Deputy President William Ruto has been declared the winner of Kenya's presidential election amid dramatic scenes.
He narrowly beat his rival, Raila Odinga, taking 50.5% of the vote, according to the official results.
The announcement was delayed amid scuffles and allegations of vote-rigging by Mr Odinga's campaign.
Four of the seven members of the electoral commission refused to endorse the result, saying it was "opaque".
"We cannot take ownership of the result that is going to be announced because of the opaque nature of this last phase of the general election," said Juliana Cherera, the vice-chairperson of Independent Electoral and Boundaries Commission (IEBC).
"We are going to give a comprehensive statement... and again we urge Kenyans to keep calm," she added.
Mr Odinga's party agent earlier alleged that there were "irregularities" and "mismanagement" in the election.
This was the first time Mr Ruto, 55, had run for president. He has served as deputy president for 10 years, but fell out with President Uhuru Kenyatta, who backed Mr Odinga to succeed him.
The 77-year-old former prime minister, who got 48.8% of the vote, was running for president for the fifth time.
Electoral commission chairman Wafula Chebukati said he had done his duty despite receiving threats.
"We have walked the journey of ensuring that Kenyans get a free, fair and credible election. It has not been an easy journey - right now two of my commissioners and the CEO are injured," he said.
In his speech, President-elect Ruto thanked the electoral commission for overseeing the election.
"It is a wonderful evening… all sovereign power belongs to the people of Kenya," Mr Ruto said, calling Mr Chebukati a "hero" and dismissing the other commissioners' dissent of his win as "a side show".
Mr Ruto said he wanted to be a president of all, and for the country to focus on the future.
"To those who have done many things against us, I want to tell them there's nothing to fear. There will be no vengeance. We do not have the luxury to look back," he added.
Celebrations have broken out in several parts of the country, including in Mr Ruto's strongholds of the Rift Valley, and that of his deputy Rigathi Gachagua, in the Central region.
Supporters of Mr Odinga have staged protests in the western city of Kisumu and some parts of Nairobi.
But generally there's a sense of relief that the result has finally been declared because the country had ground into a halt since election day on 9 August, economic activities had stalled and schools remain closed.
Kenya's history of disputed elections in the past have led to violence or the whole process election being cancelled.
Following the 2007 vote, at least 1,200 people were killed and 600,000 fled their homes following claims of a stolen election.
Hustler vs dynasty
In a country fond of political metaphors, Mr Ruto's stunning victory is akin to his party's modest symbol, the wheelbarrow, running a seven-tonne tractor off the road.
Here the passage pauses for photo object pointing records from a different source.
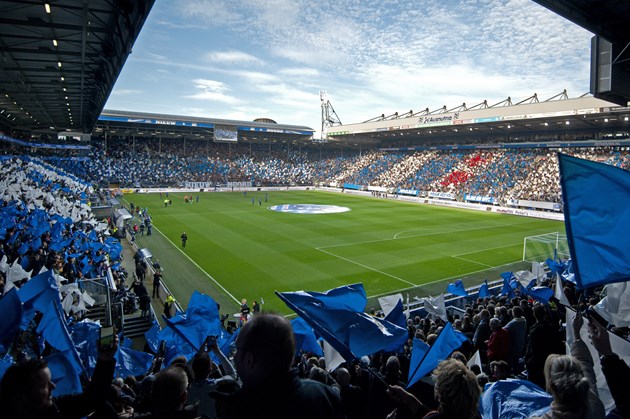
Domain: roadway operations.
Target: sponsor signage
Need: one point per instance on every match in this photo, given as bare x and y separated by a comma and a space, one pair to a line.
155, 121
436, 120
479, 198
413, 192
441, 195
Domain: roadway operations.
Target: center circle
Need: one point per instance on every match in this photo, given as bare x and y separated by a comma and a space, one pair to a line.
309, 208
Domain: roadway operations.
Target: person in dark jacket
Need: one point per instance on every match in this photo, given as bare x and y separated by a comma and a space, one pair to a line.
544, 339
615, 369
271, 388
26, 390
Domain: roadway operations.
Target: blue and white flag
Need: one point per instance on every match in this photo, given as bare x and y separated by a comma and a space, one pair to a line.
351, 333
483, 290
596, 199
423, 362
513, 399
457, 288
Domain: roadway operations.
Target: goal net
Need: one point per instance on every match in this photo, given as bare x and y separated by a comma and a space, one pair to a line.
543, 246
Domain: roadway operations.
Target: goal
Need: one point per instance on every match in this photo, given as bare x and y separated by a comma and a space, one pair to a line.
545, 246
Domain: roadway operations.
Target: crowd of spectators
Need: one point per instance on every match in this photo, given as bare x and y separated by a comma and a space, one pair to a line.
262, 375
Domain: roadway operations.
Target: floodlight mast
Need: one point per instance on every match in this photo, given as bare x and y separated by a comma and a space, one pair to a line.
329, 116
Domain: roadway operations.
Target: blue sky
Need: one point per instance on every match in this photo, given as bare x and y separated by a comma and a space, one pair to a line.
245, 59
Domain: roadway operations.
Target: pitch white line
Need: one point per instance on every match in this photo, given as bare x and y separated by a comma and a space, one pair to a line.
487, 248
434, 282
199, 267
366, 267
472, 261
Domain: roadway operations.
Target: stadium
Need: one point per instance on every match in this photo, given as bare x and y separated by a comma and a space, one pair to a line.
436, 223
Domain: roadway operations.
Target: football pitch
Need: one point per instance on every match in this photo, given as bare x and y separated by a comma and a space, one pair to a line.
238, 249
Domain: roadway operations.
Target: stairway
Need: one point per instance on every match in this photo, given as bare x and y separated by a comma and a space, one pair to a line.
136, 326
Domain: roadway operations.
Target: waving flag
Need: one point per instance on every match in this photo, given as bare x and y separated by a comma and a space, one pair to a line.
423, 362
132, 362
200, 320
351, 333
598, 230
507, 288
514, 399
11, 309
435, 306
349, 297
483, 290
457, 288
305, 339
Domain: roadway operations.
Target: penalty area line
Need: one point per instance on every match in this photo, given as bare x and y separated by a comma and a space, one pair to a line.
199, 267
366, 267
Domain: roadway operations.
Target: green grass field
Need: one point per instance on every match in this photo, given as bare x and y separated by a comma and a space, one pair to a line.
238, 250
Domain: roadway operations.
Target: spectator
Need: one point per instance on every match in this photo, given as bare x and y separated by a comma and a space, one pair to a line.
456, 391
26, 390
264, 354
544, 340
615, 370
568, 379
499, 341
517, 331
169, 393
482, 334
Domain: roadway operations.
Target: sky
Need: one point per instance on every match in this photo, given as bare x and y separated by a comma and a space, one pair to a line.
248, 59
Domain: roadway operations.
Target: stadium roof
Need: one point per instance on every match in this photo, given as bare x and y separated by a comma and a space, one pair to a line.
607, 18
558, 117
124, 123
59, 60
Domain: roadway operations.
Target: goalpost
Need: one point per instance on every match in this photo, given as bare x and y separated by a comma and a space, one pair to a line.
543, 246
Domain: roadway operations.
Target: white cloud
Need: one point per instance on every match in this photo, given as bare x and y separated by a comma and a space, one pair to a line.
232, 57
126, 92
212, 90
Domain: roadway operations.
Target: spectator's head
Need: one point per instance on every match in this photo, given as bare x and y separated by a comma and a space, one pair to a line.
495, 324
264, 349
456, 389
201, 365
343, 376
517, 312
459, 356
484, 314
392, 367
26, 388
540, 313
169, 390
500, 369
317, 374
566, 382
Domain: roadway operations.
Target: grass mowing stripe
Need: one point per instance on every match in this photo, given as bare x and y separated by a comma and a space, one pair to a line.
250, 251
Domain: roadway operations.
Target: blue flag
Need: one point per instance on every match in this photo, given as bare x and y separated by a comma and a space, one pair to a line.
457, 288
352, 333
11, 309
132, 362
63, 374
152, 337
596, 199
200, 320
349, 297
447, 341
305, 339
54, 329
483, 290
542, 294
513, 399
39, 291
507, 287
224, 340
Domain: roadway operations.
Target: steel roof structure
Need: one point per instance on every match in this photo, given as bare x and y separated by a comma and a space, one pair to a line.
59, 60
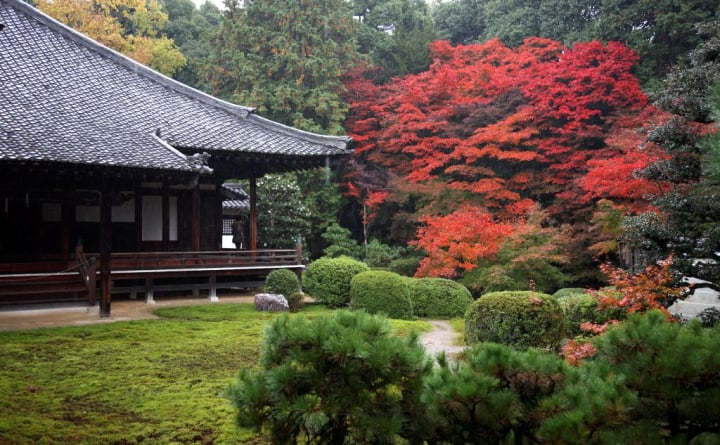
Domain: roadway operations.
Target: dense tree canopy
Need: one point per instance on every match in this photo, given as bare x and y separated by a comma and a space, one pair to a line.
131, 27
285, 58
660, 31
502, 129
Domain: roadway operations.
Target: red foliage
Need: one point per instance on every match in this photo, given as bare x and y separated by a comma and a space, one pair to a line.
643, 291
576, 350
505, 127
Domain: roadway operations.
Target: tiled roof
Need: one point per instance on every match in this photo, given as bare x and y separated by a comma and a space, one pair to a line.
66, 98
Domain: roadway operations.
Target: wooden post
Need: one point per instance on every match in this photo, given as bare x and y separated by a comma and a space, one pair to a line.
253, 213
105, 248
166, 217
196, 218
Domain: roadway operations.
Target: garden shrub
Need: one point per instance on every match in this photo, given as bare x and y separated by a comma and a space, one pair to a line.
328, 381
296, 301
327, 279
518, 318
282, 281
674, 370
500, 395
488, 279
438, 297
405, 266
383, 292
709, 317
567, 291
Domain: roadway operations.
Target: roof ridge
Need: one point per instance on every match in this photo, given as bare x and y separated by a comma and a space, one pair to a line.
126, 61
333, 141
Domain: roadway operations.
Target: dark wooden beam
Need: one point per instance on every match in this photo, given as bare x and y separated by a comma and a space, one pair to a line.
253, 213
105, 247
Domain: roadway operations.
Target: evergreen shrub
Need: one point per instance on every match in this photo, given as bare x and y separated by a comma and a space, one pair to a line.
438, 297
567, 291
405, 266
501, 395
489, 279
296, 301
282, 281
674, 369
517, 318
327, 279
379, 291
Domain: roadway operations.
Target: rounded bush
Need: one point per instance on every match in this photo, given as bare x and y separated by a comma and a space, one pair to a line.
405, 266
296, 301
327, 279
381, 292
282, 281
438, 297
521, 319
580, 308
567, 291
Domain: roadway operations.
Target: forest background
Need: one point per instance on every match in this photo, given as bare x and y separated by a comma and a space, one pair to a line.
505, 143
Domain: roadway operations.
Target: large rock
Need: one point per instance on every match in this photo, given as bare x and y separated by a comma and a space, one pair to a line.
704, 296
271, 303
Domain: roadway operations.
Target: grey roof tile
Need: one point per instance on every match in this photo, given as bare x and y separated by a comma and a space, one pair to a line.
66, 98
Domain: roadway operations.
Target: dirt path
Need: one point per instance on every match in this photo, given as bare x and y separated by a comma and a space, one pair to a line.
441, 338
122, 310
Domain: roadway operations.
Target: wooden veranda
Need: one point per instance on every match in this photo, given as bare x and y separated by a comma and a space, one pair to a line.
79, 280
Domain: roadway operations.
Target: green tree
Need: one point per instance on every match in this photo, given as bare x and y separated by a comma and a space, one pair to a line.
501, 396
677, 391
282, 214
460, 21
340, 242
131, 27
396, 34
336, 379
661, 31
688, 218
323, 199
192, 29
514, 20
285, 58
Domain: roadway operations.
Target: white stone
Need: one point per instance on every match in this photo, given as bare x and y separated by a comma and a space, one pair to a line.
271, 303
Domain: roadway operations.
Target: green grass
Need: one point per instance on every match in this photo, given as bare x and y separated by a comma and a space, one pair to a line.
149, 382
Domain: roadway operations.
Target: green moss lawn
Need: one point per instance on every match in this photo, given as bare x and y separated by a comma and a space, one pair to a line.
150, 382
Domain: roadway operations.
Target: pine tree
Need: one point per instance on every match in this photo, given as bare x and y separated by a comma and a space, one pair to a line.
335, 379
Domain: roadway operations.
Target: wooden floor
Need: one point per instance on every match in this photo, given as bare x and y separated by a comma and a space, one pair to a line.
134, 273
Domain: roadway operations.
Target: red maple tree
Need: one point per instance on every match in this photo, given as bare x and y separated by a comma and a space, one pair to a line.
505, 128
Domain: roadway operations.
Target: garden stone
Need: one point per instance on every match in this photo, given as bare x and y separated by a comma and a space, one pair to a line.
271, 303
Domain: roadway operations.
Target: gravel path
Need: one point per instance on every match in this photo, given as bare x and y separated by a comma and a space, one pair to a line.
441, 338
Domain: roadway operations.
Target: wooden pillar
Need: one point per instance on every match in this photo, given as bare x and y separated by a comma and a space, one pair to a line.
196, 218
253, 213
166, 217
67, 218
105, 248
138, 216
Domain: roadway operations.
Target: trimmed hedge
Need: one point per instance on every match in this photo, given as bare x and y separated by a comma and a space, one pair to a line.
296, 301
282, 281
405, 266
439, 297
381, 292
327, 279
521, 319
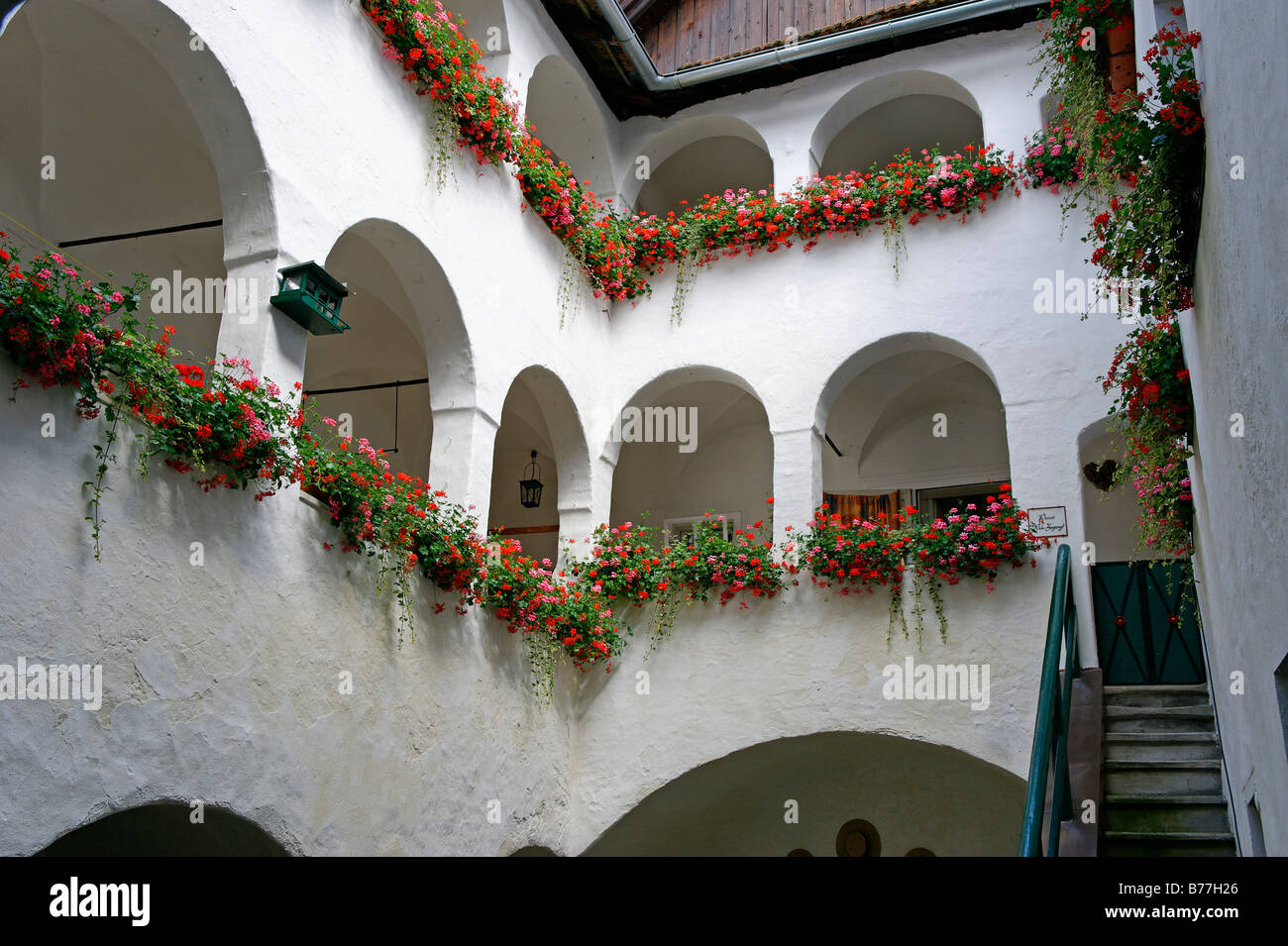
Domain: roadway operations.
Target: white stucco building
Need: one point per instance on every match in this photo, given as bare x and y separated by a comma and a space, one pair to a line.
283, 132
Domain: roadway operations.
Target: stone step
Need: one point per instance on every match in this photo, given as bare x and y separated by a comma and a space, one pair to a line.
1158, 718
1163, 779
1167, 845
1160, 747
1162, 695
1176, 813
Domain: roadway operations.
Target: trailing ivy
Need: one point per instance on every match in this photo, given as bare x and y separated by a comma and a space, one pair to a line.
619, 252
1138, 174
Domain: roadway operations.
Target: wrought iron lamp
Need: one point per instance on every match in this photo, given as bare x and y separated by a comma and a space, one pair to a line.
529, 486
312, 297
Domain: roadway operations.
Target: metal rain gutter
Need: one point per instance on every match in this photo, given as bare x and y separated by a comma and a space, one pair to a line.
784, 54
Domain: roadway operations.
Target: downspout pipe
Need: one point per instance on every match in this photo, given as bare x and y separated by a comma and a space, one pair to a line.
787, 53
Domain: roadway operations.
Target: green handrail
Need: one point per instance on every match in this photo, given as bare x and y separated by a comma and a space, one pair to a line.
1050, 758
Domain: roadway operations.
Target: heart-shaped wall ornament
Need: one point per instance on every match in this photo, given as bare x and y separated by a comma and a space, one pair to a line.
1102, 475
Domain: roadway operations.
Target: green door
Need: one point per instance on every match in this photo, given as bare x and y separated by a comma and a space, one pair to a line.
1146, 622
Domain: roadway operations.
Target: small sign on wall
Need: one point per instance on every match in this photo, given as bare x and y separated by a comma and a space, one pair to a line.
1048, 521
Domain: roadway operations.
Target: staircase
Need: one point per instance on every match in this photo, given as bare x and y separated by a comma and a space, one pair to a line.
1162, 775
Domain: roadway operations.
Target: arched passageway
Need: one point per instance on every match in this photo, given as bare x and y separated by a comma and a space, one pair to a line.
828, 794
172, 183
166, 829
694, 442
918, 424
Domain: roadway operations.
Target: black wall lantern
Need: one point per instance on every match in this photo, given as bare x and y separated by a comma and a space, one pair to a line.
529, 486
310, 296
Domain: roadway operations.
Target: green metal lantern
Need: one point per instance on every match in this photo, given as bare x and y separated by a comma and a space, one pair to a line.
312, 297
529, 486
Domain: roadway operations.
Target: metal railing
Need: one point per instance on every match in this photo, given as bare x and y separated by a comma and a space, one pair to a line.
1050, 761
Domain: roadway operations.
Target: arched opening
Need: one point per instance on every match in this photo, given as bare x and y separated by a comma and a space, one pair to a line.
880, 119
562, 110
827, 794
166, 829
699, 158
172, 184
692, 442
917, 424
539, 415
406, 349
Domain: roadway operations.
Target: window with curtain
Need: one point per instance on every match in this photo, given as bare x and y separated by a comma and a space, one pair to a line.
863, 507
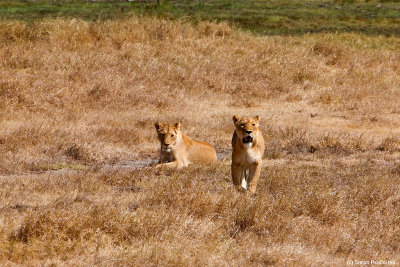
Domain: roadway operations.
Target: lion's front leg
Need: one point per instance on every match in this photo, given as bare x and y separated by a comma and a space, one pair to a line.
254, 174
236, 173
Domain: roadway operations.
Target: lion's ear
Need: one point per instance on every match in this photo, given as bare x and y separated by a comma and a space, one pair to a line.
235, 118
158, 126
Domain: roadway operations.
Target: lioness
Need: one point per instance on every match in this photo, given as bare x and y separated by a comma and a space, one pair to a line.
247, 151
180, 149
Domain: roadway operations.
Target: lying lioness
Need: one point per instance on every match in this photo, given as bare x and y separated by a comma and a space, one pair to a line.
180, 149
247, 151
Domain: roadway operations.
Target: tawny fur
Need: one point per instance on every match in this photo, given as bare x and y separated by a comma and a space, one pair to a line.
179, 150
247, 152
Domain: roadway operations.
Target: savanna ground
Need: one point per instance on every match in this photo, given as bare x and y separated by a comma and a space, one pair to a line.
78, 102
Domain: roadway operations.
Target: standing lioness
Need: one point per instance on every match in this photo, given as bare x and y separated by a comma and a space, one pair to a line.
181, 149
247, 151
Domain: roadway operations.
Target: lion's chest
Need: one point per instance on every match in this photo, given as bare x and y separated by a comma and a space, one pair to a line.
251, 156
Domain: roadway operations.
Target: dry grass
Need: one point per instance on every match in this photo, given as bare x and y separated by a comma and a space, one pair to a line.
78, 99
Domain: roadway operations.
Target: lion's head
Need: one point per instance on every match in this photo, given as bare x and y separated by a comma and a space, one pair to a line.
246, 128
168, 134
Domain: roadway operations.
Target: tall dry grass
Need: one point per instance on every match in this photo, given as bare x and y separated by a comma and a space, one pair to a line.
78, 100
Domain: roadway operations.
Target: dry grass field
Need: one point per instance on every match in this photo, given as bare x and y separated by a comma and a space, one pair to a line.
78, 102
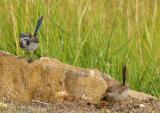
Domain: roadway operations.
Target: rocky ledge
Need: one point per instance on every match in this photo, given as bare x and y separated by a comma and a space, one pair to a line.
49, 80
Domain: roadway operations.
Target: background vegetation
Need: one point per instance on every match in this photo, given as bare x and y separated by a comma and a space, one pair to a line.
102, 34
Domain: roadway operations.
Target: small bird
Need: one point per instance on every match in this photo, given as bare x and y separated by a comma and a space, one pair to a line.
29, 42
118, 91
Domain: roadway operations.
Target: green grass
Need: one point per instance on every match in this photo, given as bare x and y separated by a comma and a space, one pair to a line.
102, 34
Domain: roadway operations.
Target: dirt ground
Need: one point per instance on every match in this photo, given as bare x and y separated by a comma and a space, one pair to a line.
129, 105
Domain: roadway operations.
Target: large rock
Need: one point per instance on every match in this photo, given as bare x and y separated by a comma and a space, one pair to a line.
43, 79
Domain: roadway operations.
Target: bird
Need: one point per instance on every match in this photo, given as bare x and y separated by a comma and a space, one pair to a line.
29, 42
118, 91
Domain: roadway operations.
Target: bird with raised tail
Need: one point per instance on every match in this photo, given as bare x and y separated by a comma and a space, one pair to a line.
29, 42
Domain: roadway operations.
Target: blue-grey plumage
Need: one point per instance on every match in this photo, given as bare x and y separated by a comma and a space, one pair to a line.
30, 42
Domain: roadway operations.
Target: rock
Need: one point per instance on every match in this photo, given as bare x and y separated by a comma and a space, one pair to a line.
85, 83
43, 79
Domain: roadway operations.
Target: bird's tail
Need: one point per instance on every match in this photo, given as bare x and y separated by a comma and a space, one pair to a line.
124, 74
38, 25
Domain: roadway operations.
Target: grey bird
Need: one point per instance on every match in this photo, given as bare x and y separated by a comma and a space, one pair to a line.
29, 42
Mr Odinga had the backing of the state machinery. Several opinion polls, which Mr Ruto had dismissed as fake, predicted his rival would win.
As the deputy president for the last 10 years he was, by default, an establishment candidate but he ran as an outsider, framing the election as between "hustlers" - poor Kenyans - and "dynasties" - influential families like the Kenyattas and Odingas who have been big players in the country's politics since independence.
"I may be the son of a nobody but I promise to make Kenya the country of everybody," he said in his pitch to voters.
His political stock rose when he opposed an unpopular and costly year-long push by Mr Kenyatta and Mr Odinga to change the constitution at a time many Kenyans were suffering, including losing jobs, following the protracted impact of the Covid-19 pandemic.
The Supreme Court eventually ruled the move unconstitutional, buoying Mr Ruto's campaign.
He also framed the election as a time for generational change, selling his message using pithy and relatable slogans, which lent him credibility and appeal across several communities.
Mr Ruto's win is rightly the focus of Kenya's 2022 election, but equal attention should be given to the electoral commission which came into this poll with a terrible track record, but its decision to post results from the more than 46,000 polling stations on its website - accessible to anyone who wanted to do their own tally - allowed the media and the public to be part of the process.
The leaders of Zimbabwe, Ethiopia and Somalia have congratulated Mr Ruto.
Analysts believe that Mr Odinga is likely to challenge the result.
The Kenyan Supreme Court annulled the last election - it might have to make another big decision in a few weeks.